Criminal Minds: The Need to Refine the Application of the Doctrine of Objective Chances as a Justification for Introducing Uncharged Misconduct Evidence to Prove Intent
36 Pages Posted: 1 Sep 2016
Date Written: August 31, 2016
This article relates to one of the most important issues in modern criminal evidence. The Supreme Court has held that the Eighth Amendment Cruel and Unusual Punishment clause prohibits criminally punishing persons for their status. The character evidence prohibition codified in Federal Rule of Evidence 404(b)(1) reinforces the Eighth Amendment clause. However, since evidence of an accused’s other misconduct can be devastating to the defense, prosecutors frequently attempt to introduce testimony about an accused’s other misconduct on an alternative, non-character theory of logical relevance under 404(b)(2). Rule 404(b) generates more published opinions than any other provision of the Federal Rules, and the most common use of uncharged misconduct evidence is to show the accused’s mens rea or intent.

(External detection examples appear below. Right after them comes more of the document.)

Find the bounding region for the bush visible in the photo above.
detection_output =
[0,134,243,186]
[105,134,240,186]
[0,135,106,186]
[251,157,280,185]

In many cases in which the prosecution offers the evidence to show intent, the only arguable non-character is Dean Wigmore’s doctrine of objective chances. In the dean’s famous hypothetical, two friends, A and B, are hunting. A bullet flies by A’s ear. The first time that occurs, A dismisses the shot as an accident. However, by the third occurrence A draws the common-sense inference that the shot was intentional. The inference is not based on any assumption about B’s personal, subjective bad character. Rather, the inference is drawn from the objective improbablity that so many similar accidents would occur. Today the courts recognize the doctrine of chances as a legitimate non-character theory.
The problem is that there is a very thin distinction between verboten character reasoning and reasoning under the doctrine. It is improper for the jury to reason, “He formed the criminal intent once, he is predisposed to that intent, and ergo he had a similar intent on the occasion of the charged crime.” However, the similarity between the uncharged and charged incidents gives the character rationale an intuitive appeal. Yet, the similarity between the charged and uncharged acts is also the key to triggering the doctrine of chances. Lay jurors may find the improper character rationale more attractive.
The thesis of this article is that most courts do not do enough to ensure that the jury uses the uncharged misconduct evidence admitted to prove intent only for a permissible non-character purpose. Most of the opinions applying the doctrine of chances are conclusory in the extreme. Many do not even mention the doctrine. Worse, most do not require that the trial judge either specify the points of similarity between the charged and uncharged incidents or find that the concurrence of the charged and uncharged incidents represents an extraordinary coincidence, exceeding the normal incidence of such events for innocent persons. To makes matters still worse, the courts do not insist that the trial judge clearly instruct the jury on the nature of doctrine of chances reasoning.
The enclosed article proposes that appellate courts mandate that trial judges:
1. explicitly invoke the doctrine and make on-the-record findings as to whether the proponent has satisfied the foundational requirements for triggering the doctrine; and 2. administer a limiting instruction giving the jurors sufficient guidance on the distinction between a character rationale and doctrine of chances reasoning.
These reforms are imperative because the current lax judicial administration of the doctrine is intolerable.